Die Tür zu ihrem Schlafzimmer stand offen.
»Dennis! O Gott! Was hast du getan, Theresa!«
Sarah begriff, dass Rebecca schrie.
Mach, dass du aus dem Bett kommst, du Angsthase! Theresa braucht deine Hilfe!
Sarah wimmerte vor Entsetzen.
Ich will nicht mehr tapfer sein müssen!
Sie weinte und zitterte vor Angst, doch sie überwand sich, aus dem Bett zu steigen. Ihre Beine schienen jemand anderem zu gehören. Sie wackelten, waren völlig kraftlos.
Sarah ging zur Tür, doch als sie dort ankam, erstarrte sie.
Was, wenn dort noch mehr
(Nichts)
lauert. Da draußen?
Was, wenn Theresa zu einer
(Nichts)
(Busterkopf )
?
Beweg dich, Angsthase. Du bist sechs. Hör auf, dich wie ein Baby zu benehmen.
Sarah schob sich nach draußen auf den Flur. Ihre Angst war jetzt so stark, dass sie schluchzte.
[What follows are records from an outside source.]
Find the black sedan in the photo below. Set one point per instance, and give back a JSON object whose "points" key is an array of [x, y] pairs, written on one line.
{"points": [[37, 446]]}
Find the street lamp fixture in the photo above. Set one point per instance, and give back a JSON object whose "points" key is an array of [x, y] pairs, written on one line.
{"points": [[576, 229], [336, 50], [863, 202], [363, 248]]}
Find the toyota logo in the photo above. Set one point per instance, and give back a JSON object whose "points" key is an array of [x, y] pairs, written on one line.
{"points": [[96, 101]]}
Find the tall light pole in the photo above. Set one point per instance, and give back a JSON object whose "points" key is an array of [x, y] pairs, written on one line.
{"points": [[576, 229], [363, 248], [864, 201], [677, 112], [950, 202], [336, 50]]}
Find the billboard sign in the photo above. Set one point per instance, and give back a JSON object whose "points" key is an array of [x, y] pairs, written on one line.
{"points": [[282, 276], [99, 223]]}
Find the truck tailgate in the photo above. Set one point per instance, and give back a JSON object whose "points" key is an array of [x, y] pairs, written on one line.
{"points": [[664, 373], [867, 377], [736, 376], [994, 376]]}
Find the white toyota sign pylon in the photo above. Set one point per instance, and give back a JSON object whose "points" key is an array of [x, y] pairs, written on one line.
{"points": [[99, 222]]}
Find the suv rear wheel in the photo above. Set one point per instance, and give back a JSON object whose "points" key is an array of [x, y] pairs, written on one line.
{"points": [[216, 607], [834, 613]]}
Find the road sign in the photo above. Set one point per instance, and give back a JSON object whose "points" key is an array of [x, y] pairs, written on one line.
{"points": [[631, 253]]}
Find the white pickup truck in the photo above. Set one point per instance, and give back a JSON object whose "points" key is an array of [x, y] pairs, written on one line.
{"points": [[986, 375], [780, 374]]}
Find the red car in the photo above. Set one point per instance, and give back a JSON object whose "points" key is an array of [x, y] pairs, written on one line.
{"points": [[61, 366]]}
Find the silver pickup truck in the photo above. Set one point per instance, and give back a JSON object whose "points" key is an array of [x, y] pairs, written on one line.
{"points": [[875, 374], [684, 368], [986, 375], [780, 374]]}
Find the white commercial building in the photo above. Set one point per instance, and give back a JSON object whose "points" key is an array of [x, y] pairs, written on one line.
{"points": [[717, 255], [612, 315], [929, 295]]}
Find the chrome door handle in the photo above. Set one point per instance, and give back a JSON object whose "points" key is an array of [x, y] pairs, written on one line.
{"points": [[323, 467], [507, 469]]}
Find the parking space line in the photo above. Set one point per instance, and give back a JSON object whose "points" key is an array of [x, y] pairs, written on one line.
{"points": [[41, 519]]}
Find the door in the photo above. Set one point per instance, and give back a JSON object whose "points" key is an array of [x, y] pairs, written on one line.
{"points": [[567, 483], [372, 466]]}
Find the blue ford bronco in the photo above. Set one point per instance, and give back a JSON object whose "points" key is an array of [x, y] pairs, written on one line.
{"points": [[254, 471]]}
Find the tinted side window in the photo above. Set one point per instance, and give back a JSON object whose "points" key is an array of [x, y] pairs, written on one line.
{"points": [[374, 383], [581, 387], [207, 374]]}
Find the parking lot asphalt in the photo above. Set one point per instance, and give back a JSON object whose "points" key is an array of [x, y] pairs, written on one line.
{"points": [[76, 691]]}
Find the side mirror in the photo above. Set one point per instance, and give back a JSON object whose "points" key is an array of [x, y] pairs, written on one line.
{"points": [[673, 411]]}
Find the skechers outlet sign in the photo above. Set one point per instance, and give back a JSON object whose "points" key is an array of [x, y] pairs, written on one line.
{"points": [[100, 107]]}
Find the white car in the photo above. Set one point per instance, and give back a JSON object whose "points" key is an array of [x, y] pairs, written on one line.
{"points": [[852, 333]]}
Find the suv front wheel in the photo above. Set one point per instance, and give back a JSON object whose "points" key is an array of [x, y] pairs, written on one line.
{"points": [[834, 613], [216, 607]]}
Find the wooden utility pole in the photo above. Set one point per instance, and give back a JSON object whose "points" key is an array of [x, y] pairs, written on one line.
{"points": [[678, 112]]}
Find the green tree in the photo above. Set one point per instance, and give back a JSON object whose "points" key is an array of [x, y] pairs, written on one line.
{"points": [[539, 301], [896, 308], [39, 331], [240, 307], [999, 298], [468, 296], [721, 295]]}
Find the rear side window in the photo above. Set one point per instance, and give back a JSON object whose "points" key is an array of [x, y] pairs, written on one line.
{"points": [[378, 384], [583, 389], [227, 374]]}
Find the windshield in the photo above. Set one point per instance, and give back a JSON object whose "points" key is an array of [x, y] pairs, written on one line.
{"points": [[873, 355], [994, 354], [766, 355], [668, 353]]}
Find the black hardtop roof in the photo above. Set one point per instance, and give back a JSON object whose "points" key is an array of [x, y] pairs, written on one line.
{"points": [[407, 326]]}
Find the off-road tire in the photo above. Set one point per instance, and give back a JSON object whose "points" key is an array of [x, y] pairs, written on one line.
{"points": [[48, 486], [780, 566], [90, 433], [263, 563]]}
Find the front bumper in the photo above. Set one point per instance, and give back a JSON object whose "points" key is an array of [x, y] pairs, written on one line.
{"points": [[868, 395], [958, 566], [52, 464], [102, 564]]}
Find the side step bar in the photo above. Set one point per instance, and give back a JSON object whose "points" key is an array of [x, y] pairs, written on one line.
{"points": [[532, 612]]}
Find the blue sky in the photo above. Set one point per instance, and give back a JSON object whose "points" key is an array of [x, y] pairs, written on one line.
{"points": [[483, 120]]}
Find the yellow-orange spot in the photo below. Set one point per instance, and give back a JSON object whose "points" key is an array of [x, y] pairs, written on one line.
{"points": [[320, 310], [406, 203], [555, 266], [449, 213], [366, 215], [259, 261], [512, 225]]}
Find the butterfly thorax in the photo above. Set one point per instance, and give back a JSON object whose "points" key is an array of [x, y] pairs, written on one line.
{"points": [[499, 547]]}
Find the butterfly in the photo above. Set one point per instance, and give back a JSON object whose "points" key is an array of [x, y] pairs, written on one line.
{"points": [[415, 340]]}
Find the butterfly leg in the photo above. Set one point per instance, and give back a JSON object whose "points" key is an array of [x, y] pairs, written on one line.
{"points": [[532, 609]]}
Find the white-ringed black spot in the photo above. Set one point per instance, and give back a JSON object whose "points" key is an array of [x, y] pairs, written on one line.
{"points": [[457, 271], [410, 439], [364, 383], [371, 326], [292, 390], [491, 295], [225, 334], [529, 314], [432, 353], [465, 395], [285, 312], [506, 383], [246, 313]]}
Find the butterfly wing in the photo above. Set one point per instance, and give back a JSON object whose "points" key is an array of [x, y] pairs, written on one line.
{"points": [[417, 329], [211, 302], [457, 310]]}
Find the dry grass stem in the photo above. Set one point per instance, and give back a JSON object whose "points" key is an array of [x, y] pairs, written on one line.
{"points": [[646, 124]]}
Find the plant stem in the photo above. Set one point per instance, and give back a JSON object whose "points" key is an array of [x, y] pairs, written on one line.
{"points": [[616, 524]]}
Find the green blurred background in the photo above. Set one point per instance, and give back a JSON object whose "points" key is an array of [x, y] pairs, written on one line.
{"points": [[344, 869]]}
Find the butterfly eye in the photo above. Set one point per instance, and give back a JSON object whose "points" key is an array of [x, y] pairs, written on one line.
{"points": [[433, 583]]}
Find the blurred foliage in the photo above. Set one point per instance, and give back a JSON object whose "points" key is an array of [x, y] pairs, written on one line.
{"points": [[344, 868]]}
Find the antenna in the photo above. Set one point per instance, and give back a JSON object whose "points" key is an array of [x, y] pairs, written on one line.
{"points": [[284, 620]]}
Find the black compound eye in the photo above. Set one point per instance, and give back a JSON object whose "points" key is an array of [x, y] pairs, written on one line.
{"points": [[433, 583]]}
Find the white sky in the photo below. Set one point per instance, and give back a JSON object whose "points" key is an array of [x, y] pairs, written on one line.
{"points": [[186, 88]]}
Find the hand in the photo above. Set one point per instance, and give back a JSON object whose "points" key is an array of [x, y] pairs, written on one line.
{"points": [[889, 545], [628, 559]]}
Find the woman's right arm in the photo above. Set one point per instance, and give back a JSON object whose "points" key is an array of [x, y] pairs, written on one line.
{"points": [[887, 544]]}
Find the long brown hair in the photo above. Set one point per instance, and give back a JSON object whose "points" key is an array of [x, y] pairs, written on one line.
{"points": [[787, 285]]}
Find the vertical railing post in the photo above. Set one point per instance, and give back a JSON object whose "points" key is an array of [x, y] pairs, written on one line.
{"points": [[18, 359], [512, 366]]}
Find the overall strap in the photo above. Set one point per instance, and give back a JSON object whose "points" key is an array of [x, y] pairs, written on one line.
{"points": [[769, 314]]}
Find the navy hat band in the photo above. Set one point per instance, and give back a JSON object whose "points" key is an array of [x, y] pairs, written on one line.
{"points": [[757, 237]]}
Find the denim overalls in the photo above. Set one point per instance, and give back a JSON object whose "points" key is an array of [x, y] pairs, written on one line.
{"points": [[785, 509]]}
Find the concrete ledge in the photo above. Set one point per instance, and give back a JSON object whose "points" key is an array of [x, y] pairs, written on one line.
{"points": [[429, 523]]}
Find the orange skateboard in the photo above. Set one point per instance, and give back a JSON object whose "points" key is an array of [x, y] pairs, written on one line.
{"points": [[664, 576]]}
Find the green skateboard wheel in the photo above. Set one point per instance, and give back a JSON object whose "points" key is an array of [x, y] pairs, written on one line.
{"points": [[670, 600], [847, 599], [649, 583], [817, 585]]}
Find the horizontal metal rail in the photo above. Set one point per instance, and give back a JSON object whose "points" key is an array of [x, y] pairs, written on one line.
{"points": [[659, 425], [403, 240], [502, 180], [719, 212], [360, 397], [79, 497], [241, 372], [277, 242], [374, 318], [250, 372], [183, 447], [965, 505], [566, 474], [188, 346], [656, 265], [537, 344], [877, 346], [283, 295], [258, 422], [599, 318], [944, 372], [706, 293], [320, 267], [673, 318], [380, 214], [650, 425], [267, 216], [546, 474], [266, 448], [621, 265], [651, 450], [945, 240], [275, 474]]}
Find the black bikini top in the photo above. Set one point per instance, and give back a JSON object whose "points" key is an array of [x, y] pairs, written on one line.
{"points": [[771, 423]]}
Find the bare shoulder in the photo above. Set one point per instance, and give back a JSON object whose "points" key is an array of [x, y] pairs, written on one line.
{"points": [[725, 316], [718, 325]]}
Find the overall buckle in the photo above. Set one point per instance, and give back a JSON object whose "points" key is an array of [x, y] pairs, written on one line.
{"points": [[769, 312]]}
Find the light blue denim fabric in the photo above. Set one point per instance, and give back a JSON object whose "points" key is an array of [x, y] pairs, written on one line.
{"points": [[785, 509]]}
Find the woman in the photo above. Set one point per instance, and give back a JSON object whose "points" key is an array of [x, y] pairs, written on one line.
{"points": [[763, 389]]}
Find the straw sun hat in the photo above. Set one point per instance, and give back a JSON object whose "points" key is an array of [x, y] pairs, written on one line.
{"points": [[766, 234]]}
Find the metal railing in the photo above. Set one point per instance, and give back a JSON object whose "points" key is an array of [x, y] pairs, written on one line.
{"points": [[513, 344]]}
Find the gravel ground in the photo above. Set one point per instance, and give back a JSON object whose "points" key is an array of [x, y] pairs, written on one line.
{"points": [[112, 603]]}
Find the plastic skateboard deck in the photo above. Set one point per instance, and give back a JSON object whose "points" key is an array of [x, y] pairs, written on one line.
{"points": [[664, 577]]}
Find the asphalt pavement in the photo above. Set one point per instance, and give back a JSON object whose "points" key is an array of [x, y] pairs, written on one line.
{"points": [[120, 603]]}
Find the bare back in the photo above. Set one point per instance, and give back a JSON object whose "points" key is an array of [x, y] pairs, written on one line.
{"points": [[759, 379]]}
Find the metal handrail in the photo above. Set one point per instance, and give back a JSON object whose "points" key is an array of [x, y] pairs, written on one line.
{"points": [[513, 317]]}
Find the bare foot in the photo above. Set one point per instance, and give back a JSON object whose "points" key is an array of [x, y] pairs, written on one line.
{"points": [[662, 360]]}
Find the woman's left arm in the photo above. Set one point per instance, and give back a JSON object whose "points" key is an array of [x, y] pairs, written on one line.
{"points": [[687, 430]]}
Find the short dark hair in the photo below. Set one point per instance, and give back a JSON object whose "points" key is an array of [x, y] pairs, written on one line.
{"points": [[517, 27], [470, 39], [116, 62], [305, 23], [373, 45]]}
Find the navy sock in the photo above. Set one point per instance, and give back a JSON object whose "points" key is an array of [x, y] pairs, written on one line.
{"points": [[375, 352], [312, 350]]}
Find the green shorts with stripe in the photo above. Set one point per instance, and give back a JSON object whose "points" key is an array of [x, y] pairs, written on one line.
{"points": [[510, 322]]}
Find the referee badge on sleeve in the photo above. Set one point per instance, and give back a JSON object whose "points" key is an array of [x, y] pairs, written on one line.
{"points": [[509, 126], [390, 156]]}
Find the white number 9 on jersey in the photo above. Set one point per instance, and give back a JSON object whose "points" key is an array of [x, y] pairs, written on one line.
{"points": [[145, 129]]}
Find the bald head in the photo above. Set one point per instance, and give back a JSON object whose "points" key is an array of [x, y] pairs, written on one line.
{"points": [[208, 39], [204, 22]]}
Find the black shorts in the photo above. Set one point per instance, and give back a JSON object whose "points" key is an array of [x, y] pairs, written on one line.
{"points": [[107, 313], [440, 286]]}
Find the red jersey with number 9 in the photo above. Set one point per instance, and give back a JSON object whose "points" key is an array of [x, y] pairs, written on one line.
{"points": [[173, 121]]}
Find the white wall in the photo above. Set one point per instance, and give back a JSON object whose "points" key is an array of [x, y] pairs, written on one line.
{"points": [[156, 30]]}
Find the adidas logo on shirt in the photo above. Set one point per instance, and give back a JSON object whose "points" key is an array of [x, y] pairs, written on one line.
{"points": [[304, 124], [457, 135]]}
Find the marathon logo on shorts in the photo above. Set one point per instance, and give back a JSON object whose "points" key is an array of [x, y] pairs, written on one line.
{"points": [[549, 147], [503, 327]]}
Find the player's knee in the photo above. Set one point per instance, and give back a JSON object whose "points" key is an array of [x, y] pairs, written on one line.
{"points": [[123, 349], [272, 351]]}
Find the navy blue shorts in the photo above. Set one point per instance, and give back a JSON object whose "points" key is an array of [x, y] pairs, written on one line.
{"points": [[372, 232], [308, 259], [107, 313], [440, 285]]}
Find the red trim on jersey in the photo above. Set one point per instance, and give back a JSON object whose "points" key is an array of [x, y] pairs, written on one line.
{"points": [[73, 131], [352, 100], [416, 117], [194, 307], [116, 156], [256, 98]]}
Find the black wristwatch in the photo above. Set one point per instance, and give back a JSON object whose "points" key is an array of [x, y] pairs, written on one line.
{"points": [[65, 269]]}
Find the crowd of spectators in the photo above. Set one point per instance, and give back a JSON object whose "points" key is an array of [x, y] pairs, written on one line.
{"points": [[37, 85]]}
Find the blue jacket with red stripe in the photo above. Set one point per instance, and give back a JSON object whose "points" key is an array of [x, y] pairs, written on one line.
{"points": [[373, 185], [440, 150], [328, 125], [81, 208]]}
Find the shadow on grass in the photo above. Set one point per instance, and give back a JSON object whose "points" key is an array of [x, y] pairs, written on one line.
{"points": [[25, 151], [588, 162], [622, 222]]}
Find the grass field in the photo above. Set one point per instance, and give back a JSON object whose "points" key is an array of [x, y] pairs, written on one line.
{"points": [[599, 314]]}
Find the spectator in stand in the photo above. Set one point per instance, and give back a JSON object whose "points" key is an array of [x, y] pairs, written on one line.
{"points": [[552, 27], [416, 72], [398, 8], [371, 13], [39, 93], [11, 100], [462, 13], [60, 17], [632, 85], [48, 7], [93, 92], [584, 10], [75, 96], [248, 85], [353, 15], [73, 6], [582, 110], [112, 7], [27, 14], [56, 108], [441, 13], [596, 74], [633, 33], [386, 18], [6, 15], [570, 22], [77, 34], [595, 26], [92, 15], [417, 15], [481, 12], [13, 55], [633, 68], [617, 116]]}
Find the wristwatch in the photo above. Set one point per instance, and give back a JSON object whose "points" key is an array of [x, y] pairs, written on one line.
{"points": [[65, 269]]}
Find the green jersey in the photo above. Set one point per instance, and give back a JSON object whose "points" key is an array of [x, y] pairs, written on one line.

»Was hast du getan?«, kreischte Rebecca.
Sarahs Schluchzen wurde stärker, während sie sich zwang, weiter in die Richtung zu gehen, aus der Rebeccas Schreie kamen. Ihr lief die Nase, und die Welt verschwamm vor ihren Augen.
Ich will nicht hinsehen! Ich will das nicht sehen!
Die andere Stimme war jetzt freundlicher.
Ich weiß, dass du Angst hast. Aber du musst. Für Theresa. Sie ist deine Schwester.
Sarah nickte zur Antwort und zwang ihre Füße, sich weiterzubewegen.
Dann war sie in der Tür zu Rebeccas und Dennis’ Zimmer. Da war Theresa, auf dem Fußboden. Sie saß mit hängendem Kopf dort, ein Messer im Schoß. Es war blutverschmiert. Rebecca war nackt und völlig hysterisch, wie verrückt, und strich in hektischen Bewegungen über Dennis’ Körper. Auch sie war voller Blut.
Dennis rührte sich nicht. Seine Augen standen offen.